I think I'm using numbers 1 and 2 instead of l and r. Even if you're using the -Ui options there are always a few files that you have to merge manually unless you're ignoring them, /etc/motd for example.


----------



## _martin (Mar 9, 2015)

phoenix, kpa  Hmm .. you are right. Other keys are there too - "1" and "2". For me it's still too close together (but better than "l" "r").
I'd say "w" for left and "o" for right, or even "a"-"d" combinations (as in wsad) would be better. My preference though.

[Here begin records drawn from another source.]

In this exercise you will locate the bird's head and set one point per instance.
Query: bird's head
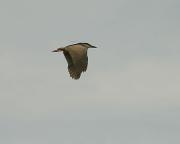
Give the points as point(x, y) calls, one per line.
point(87, 45)
point(58, 50)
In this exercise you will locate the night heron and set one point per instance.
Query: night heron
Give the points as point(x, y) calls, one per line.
point(77, 59)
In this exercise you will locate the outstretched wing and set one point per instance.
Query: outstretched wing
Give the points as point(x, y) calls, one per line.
point(77, 60)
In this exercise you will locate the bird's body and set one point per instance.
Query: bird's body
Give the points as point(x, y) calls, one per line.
point(77, 59)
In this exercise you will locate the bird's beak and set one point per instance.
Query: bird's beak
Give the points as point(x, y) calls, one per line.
point(57, 50)
point(93, 47)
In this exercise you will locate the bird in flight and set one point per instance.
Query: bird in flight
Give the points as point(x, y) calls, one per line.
point(76, 57)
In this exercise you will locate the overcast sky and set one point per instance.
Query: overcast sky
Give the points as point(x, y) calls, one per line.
point(130, 93)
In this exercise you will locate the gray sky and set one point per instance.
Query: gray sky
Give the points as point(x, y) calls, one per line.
point(130, 93)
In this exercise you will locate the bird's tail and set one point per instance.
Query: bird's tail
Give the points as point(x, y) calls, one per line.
point(58, 50)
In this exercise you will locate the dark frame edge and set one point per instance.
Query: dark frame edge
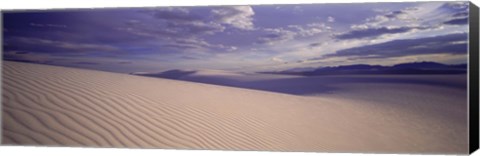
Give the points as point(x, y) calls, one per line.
point(473, 78)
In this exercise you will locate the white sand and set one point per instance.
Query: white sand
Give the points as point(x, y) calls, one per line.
point(58, 106)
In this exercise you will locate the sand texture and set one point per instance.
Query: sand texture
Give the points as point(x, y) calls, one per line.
point(59, 106)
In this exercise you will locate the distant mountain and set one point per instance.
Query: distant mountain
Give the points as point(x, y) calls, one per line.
point(404, 68)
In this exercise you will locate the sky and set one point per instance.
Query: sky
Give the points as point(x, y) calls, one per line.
point(239, 38)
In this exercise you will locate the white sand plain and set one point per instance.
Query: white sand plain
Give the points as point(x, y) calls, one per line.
point(58, 106)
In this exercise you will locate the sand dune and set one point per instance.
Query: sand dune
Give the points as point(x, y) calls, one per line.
point(58, 106)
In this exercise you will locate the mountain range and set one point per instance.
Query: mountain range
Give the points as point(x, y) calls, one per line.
point(404, 68)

Beeblebrox /usr/sbin/mergemaster during source updates. Not many changes during RELENG, but way too many in major update. Some could be skipped (only headers) but why not to merge them when the option is there. It's just my brain has a problem with the motion of pressing something on left for right


----------



## Beeblebrox (Mar 9, 2015)

matoatlantis said:


> why not to merge them when the option is there. It's just my brain has a problem with the motion of pressing something on left for right


Exactly! I can barely contain myself from wanting to {insert worst nightmare} during mergemaster runs.
Protect your important files, and let the rest merge (the options posted merge the files magically). Explore nasal cavities during the process...


----------



## gkontos (Mar 9, 2015)

I think that mergemaster(8) was designed by sadists.


----------



## wblock@ (Mar 10, 2015)

When X is available, I use devel/diffuse.  But on servers, I use mergemaster(8) just to see the differences, and manually merge non-trivial differences with an editor in another console.


----------